Ito-san, congratulations on making such a happy productive life for yourself. May your coming years be full of peaceful contentment thinking over the time so well spent ...

Essay Corner

Golden Age

My mother was visiting Japan a while ago, coming over from England to see her two grand-children. She was here for nearly a month, and almost every day, during the time that my daughters were in school, she went out for a long walk, tramping around our district.

Of course, she can't speak any Japanese at all, but she doesn't let that stop her from seeing everything she can, and meeting as many people as possible.

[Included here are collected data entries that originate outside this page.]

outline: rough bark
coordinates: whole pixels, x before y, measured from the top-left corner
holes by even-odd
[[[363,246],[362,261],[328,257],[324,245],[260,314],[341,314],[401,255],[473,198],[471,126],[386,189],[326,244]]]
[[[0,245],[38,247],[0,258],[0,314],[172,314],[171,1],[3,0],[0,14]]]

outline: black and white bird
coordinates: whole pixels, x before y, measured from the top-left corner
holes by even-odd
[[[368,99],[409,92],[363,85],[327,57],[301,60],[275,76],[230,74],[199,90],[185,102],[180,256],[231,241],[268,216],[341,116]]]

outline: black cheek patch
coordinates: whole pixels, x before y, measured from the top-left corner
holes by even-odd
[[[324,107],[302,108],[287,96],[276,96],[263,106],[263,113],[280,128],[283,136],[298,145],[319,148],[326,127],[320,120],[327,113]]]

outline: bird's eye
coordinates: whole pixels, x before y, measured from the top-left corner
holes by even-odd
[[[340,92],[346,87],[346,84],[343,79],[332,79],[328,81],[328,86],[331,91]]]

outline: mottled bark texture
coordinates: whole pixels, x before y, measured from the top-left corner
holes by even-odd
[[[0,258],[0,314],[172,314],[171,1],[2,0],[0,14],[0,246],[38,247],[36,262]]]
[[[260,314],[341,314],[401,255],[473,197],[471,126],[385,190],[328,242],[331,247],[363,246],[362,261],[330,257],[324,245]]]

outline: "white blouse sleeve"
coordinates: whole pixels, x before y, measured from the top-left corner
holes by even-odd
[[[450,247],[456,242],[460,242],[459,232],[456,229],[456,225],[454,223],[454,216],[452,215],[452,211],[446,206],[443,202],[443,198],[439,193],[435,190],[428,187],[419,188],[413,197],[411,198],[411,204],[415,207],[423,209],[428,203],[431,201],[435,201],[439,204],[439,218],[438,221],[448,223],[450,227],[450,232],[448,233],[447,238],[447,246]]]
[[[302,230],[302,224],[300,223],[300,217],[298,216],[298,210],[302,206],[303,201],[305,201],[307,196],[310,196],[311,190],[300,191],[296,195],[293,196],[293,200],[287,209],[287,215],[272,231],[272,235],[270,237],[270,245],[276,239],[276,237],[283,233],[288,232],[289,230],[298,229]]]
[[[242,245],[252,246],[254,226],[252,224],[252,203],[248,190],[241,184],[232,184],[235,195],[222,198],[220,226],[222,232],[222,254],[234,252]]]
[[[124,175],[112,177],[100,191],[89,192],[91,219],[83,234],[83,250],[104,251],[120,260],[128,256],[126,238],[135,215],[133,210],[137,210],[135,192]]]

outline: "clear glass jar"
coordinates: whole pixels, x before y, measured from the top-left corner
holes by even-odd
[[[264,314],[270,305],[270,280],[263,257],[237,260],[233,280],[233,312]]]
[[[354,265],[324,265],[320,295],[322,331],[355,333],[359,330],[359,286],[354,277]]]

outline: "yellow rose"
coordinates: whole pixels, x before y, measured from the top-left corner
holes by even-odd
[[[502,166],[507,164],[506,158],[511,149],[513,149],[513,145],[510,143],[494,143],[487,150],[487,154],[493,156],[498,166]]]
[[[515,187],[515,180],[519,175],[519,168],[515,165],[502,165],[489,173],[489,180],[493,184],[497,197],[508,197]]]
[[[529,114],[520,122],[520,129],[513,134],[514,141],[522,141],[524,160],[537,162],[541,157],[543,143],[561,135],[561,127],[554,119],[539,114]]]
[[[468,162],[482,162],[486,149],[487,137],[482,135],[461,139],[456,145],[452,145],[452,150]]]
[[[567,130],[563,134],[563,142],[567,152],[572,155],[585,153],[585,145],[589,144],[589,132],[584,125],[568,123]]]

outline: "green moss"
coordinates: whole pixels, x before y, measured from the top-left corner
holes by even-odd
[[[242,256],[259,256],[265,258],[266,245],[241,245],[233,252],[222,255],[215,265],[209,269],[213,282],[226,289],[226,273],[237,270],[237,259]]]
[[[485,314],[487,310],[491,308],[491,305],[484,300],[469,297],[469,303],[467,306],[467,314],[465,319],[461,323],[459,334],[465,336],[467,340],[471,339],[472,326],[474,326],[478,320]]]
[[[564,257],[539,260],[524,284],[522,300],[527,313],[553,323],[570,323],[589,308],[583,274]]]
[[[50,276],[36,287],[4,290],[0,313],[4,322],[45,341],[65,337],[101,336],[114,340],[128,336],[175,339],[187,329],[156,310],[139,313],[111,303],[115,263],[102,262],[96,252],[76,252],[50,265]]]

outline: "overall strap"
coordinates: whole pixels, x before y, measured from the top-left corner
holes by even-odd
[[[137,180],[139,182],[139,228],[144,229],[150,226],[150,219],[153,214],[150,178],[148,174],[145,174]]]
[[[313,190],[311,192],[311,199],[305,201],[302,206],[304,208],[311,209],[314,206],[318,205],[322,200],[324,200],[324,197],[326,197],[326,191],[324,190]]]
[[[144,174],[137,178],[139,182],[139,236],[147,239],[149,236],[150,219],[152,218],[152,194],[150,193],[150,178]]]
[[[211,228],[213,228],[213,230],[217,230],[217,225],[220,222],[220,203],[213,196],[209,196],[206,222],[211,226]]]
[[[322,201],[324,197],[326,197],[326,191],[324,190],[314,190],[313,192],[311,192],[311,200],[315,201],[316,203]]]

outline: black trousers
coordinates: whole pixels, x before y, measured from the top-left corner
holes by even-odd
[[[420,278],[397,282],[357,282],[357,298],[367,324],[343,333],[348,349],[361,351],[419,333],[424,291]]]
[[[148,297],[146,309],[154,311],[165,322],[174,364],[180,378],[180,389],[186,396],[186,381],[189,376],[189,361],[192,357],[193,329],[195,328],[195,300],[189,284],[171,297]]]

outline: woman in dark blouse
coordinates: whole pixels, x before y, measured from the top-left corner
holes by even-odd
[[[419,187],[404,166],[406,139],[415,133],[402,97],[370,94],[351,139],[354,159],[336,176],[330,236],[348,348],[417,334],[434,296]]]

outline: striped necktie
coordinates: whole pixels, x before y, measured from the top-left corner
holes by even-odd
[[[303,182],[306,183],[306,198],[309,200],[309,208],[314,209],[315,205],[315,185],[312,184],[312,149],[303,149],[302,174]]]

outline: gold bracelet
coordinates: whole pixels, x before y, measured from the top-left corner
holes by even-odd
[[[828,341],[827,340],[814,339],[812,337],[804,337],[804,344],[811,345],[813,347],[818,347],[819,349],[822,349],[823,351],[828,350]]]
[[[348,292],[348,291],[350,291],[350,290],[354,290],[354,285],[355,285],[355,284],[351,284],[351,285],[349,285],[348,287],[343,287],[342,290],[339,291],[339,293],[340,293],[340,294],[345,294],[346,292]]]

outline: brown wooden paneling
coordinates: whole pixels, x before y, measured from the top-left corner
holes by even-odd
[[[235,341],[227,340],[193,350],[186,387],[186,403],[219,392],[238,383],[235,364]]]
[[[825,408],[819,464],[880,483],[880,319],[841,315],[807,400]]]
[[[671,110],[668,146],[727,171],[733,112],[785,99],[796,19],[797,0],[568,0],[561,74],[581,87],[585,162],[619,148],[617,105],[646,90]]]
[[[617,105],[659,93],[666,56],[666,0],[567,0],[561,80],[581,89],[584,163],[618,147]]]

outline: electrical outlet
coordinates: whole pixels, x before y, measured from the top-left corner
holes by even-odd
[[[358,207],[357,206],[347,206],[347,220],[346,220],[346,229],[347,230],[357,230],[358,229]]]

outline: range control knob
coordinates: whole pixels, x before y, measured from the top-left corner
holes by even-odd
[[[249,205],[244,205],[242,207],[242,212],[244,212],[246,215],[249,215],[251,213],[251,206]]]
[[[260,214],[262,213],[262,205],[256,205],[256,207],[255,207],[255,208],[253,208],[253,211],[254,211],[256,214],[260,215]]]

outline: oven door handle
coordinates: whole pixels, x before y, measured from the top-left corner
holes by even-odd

For her, the contrast between Japan and England is nothing short of astonishing. In her eyes, Japan is currently in a kind of golden age, just as England was about forty years ago, when I was a very young child. The streets are safe and clean, everybody is busy working, people all seem willing to help each other, education standards are high, public transportation is magnificent, and there is a general feeling of successful accomplishment in the air. She contrasts this with the England of the present, where she says that none of these things are true.

Over the past fifty years or so, the people living on these islands have done an extraordinary thing: they have created from the rubble of a war-ravaged country, a society that offers each of its members almost complete freedom to seek his own path to happiness, in return asking only that each person also keep in mind that it is a 'two-way' street, and that there are responsibilities to accompany such freedoms.

I am hard pressed to think of anywhere in the world where the balance between responsibility and freedom is so successfully managed as today's Japan. It's a source of great sadness to me that most Japanese people do not realize what a 'heaven' it is that they have built, and in which they live. But I do ... Thank you everybody, for being willing to share it with me! ... and with my mother!


Art JottingsIn the Autumn issue of 'Hyaku-nin Issho' last year, I mentioned that I had been doing some writing for the 'Mainichi Weekly' newspaper, having been asked to contribute short essays for their front page. I've been having fun doing that, and this spring, got a chance to do more for them. They asked me if I would be interested in doing a weekly column, and of course I accepted immediately.

The column is entitled 'Art Jottings', and has been running since early April, on a schedule of three weeks on, one week off. I'm having a lot of fun writing it, although there is one big problem for me - I have to produce an illustration to accompany each written piece. Me? Draw pictures? The idea seemed ridiculous at first, but somehow I'm managing to get something down on paper each week, and none of the pictures have been rejected yet, although some of them certainly seem a bit 'childish' to me ...

It's a new adventure for me, trying to think of something interesting and useful to say each week, and then struggling to produce an acceptable illustration to match it. Unlike this 'Hyaku-nin Issho', it's not bilingual, but if your English is 'OK', then pick up a copy and see how you like it. It's on the newsstands from Saturday morning ...

But promise not to laugh when you see my pictures!